Sikizu
X sansmerci
I like your avatar, it's cute.
On-topic, how familiar are you with the concept of societal privilege?
Thanks, and I've never heard of that before...
You probably would find it interesting to look it up. It's basically a way of putting a name to the way some people are institutionally considered/treated better in society.
So, majority group X people have X privilege, which includes a bunch of benefits, both direct and the absence of negative things, that are subtly granted to X people due to subconcious messages and assumptions about X people.
It's a useful concept for understanding the different between oppression and unpleasant events that are not caused by institutionalized biases. For example, even if an individual person or even a whole bunch of people are unkind to me and make a point of saying "I am doing this because you are an X", I wouldn't be oppressed by those people, because they aren't backed by a whole society, and in fact I still have X privilege.

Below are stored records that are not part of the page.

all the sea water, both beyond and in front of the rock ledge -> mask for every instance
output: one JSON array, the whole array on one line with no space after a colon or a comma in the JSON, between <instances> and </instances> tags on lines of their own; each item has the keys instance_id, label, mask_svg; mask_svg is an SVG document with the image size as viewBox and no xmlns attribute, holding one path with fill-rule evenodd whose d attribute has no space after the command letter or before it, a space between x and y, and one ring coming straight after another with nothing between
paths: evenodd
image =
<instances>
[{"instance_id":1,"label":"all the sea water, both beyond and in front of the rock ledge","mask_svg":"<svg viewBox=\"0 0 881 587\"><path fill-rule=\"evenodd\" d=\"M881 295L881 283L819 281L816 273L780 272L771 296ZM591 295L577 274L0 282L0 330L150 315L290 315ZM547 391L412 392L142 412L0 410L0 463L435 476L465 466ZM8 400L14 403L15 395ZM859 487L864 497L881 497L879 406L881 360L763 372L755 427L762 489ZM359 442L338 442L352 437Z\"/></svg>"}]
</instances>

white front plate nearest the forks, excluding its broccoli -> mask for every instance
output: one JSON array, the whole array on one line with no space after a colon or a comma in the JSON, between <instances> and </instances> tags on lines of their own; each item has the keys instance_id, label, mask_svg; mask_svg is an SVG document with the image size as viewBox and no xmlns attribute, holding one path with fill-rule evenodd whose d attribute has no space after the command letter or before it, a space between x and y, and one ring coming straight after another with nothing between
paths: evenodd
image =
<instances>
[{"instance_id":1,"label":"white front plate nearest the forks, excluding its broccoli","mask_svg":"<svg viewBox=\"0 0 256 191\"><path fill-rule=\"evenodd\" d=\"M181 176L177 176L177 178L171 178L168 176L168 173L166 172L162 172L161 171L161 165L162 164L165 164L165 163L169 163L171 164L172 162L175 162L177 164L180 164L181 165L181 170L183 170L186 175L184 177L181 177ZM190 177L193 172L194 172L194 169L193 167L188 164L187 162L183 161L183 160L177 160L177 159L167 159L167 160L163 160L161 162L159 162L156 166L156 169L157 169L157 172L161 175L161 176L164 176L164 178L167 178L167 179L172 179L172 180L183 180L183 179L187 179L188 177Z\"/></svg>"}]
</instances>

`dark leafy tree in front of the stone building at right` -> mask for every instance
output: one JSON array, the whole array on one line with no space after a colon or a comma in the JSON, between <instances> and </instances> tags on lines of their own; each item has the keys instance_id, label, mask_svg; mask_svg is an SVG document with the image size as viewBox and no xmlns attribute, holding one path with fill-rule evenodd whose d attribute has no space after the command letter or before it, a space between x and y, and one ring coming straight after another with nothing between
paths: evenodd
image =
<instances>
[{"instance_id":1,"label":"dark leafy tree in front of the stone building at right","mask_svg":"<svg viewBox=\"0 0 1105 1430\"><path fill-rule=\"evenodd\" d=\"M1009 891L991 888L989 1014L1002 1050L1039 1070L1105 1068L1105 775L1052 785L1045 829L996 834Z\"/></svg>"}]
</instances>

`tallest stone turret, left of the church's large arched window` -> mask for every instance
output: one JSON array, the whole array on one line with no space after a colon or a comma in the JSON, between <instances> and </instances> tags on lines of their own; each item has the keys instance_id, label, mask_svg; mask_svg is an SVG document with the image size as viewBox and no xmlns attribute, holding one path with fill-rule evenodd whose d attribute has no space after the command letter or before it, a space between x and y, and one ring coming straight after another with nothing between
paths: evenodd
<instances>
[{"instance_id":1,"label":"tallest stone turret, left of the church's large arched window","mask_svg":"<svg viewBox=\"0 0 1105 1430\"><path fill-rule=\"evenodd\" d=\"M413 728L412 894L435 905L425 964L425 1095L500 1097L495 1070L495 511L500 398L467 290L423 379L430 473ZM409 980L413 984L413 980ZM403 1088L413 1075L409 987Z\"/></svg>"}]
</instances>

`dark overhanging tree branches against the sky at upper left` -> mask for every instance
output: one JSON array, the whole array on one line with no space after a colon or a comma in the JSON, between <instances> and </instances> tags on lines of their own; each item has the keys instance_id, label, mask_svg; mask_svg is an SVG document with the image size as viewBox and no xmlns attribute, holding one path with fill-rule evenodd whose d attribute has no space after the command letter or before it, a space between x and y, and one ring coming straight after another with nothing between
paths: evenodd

Even if I'm also something else that IS institutionally oppressed, my X privilege means I do not experience the same treatment as a Y person who is also a something else person; those advantages aren't restricted to times when the only variables of types of people are X and Y.

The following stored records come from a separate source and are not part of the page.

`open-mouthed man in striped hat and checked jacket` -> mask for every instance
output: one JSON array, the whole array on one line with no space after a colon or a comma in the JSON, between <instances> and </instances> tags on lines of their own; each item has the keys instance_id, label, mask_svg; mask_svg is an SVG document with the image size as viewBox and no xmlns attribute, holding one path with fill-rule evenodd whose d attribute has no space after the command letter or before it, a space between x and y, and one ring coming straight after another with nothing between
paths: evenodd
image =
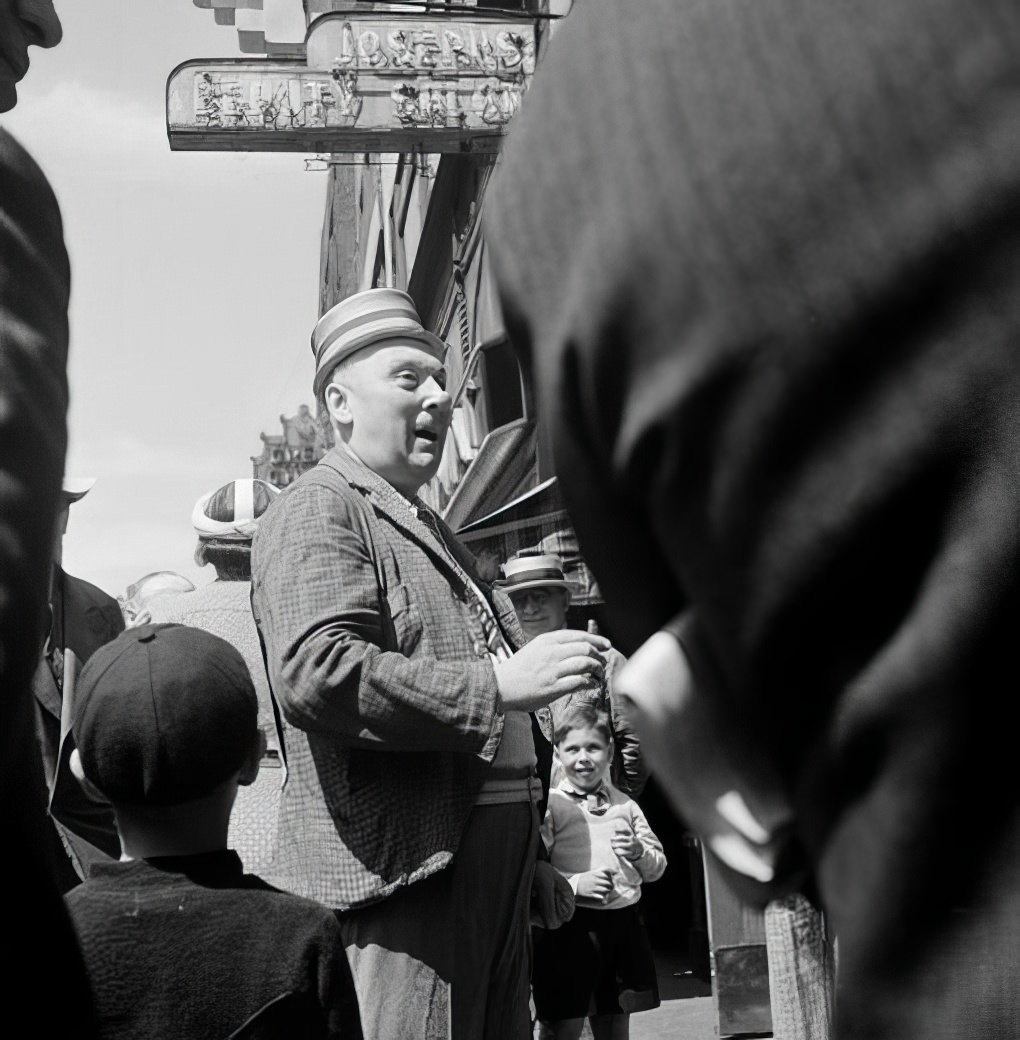
<instances>
[{"instance_id":1,"label":"open-mouthed man in striped hat and checked jacket","mask_svg":"<svg viewBox=\"0 0 1020 1040\"><path fill-rule=\"evenodd\" d=\"M523 1040L551 758L529 712L601 681L608 643L525 646L418 498L452 401L410 296L342 301L312 348L337 446L266 511L252 558L288 724L272 877L343 911L366 1037Z\"/></svg>"}]
</instances>

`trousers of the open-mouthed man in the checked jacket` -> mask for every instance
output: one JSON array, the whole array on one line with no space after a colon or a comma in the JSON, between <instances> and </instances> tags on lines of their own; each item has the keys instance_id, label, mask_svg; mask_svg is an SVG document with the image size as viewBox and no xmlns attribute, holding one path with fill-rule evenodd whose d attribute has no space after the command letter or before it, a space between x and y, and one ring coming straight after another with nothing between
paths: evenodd
<instances>
[{"instance_id":1,"label":"trousers of the open-mouthed man in the checked jacket","mask_svg":"<svg viewBox=\"0 0 1020 1040\"><path fill-rule=\"evenodd\" d=\"M365 1040L527 1040L533 805L480 806L444 870L339 915Z\"/></svg>"}]
</instances>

And a big part of the idea of privilege is that people who have it do not ask for it and are usually unaware when it's working for them. So people who are interested in making the world a fairer place have to figure out and own their privilege, actively working to be conscious of stuff that's below the surface of society. It's all tied up with unlearning that stuff, and this summery is a bit all over the place since, while it's at it's heart a simple concept, it's so pervasive it's hard to sum up.

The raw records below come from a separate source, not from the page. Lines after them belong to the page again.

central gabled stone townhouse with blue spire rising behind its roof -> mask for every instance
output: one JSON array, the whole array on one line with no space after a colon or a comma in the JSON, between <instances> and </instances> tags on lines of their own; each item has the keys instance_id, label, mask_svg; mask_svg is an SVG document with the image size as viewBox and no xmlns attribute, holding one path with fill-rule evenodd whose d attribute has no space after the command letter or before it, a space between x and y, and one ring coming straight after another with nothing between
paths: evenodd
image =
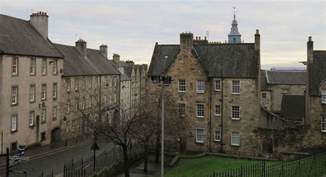
<instances>
[{"instance_id":1,"label":"central gabled stone townhouse with blue spire rising behind its roof","mask_svg":"<svg viewBox=\"0 0 326 177\"><path fill-rule=\"evenodd\" d=\"M188 151L224 150L258 153L261 76L260 34L254 43L243 43L232 21L237 38L227 43L209 43L193 34L180 34L180 44L155 44L149 76L171 76L166 86L186 122L186 137L180 137ZM233 36L232 36L233 38ZM159 86L148 83L149 96Z\"/></svg>"}]
</instances>

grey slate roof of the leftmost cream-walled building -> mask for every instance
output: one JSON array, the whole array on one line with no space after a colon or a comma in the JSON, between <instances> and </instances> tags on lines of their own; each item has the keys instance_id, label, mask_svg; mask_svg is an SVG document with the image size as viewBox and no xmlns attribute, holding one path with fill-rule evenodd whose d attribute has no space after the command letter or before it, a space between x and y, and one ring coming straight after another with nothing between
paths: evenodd
<instances>
[{"instance_id":1,"label":"grey slate roof of the leftmost cream-walled building","mask_svg":"<svg viewBox=\"0 0 326 177\"><path fill-rule=\"evenodd\" d=\"M29 21L0 14L0 53L63 58Z\"/></svg>"}]
</instances>

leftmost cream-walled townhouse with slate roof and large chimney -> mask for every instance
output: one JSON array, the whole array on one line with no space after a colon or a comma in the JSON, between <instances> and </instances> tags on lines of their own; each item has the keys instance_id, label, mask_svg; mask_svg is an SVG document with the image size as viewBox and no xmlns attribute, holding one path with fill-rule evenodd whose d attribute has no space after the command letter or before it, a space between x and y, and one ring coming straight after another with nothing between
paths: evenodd
<instances>
[{"instance_id":1,"label":"leftmost cream-walled townhouse with slate roof and large chimney","mask_svg":"<svg viewBox=\"0 0 326 177\"><path fill-rule=\"evenodd\" d=\"M1 153L47 144L60 127L63 55L48 39L48 15L30 20L0 14Z\"/></svg>"}]
</instances>

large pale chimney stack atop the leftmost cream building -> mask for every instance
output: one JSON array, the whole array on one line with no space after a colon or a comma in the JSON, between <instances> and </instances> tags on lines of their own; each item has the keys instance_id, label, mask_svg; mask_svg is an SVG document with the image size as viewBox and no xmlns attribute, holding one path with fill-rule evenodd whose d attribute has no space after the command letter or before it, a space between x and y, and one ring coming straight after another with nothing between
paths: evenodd
<instances>
[{"instance_id":1,"label":"large pale chimney stack atop the leftmost cream building","mask_svg":"<svg viewBox=\"0 0 326 177\"><path fill-rule=\"evenodd\" d=\"M42 37L47 39L49 28L49 16L46 12L37 12L30 15L30 24L37 30Z\"/></svg>"}]
</instances>

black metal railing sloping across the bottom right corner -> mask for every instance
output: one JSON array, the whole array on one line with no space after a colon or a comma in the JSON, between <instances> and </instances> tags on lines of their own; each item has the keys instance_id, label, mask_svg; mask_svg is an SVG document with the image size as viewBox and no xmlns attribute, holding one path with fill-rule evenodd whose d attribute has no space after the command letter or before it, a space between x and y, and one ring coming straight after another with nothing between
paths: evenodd
<instances>
[{"instance_id":1,"label":"black metal railing sloping across the bottom right corner","mask_svg":"<svg viewBox=\"0 0 326 177\"><path fill-rule=\"evenodd\" d=\"M206 177L320 177L326 174L326 153L275 165L265 161L230 171L209 174Z\"/></svg>"}]
</instances>

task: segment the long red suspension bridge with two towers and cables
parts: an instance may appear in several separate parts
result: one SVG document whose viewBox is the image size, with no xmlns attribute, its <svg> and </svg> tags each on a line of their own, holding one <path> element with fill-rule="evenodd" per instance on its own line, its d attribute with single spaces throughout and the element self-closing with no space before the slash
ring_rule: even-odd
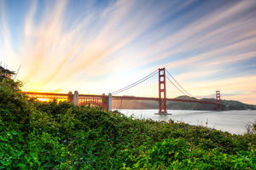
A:
<svg viewBox="0 0 256 170">
<path fill-rule="evenodd" d="M 158 75 L 158 81 L 153 82 L 157 86 L 157 95 L 158 97 L 145 97 L 145 96 L 134 96 L 134 95 L 120 95 L 120 94 L 130 94 L 131 89 L 136 88 L 138 86 L 142 86 L 143 82 L 150 81 L 152 77 L 155 77 Z M 167 81 L 168 83 L 172 84 L 172 87 L 177 88 L 177 90 L 187 96 L 193 97 L 187 90 L 185 90 L 172 75 L 169 73 L 169 71 L 166 70 L 166 68 L 160 68 L 151 74 L 149 74 L 146 77 L 143 77 L 137 82 L 134 82 L 130 84 L 129 86 L 126 86 L 125 88 L 120 88 L 119 90 L 116 90 L 112 93 L 109 93 L 108 95 L 102 94 L 102 95 L 92 95 L 92 94 L 79 94 L 78 91 L 75 91 L 74 94 L 72 92 L 69 92 L 68 94 L 54 94 L 54 93 L 38 93 L 38 92 L 23 92 L 25 93 L 29 98 L 37 98 L 37 99 L 61 99 L 61 100 L 67 100 L 68 102 L 73 103 L 74 105 L 97 105 L 101 106 L 102 109 L 111 111 L 112 110 L 112 100 L 151 100 L 151 101 L 157 101 L 159 104 L 159 114 L 167 114 L 167 105 L 166 103 L 168 101 L 177 101 L 177 102 L 194 102 L 194 103 L 201 103 L 201 104 L 207 104 L 207 105 L 216 105 L 217 111 L 222 110 L 221 99 L 220 99 L 220 93 L 219 91 L 216 91 L 216 101 L 205 101 L 205 100 L 199 100 L 195 98 L 191 99 L 174 99 L 174 98 L 168 98 L 167 97 Z M 152 81 L 152 80 L 151 80 Z M 144 88 L 144 87 L 143 87 Z M 141 91 L 141 90 L 140 90 Z M 157 96 L 156 94 L 153 94 L 154 96 Z"/>
</svg>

Anyhow, I originally meant to try explaining why people would react less than charitably to comparing a bad experience with a friend to institutionalized prejudice. And not just because one person who really was just a bad apple doesn't balance with a pattern of people who might be bad apples individually but collectively make up an oppressive force. Since Christianity is so dominant in the US, it's not possible for a Christian person to have an experience equivalent to what a non-Christian would face; you're just lucky enough to be a member of a faith of some significant privilege, which doesn't mean anything negative on it's own, just is one of your things you get to be aware of.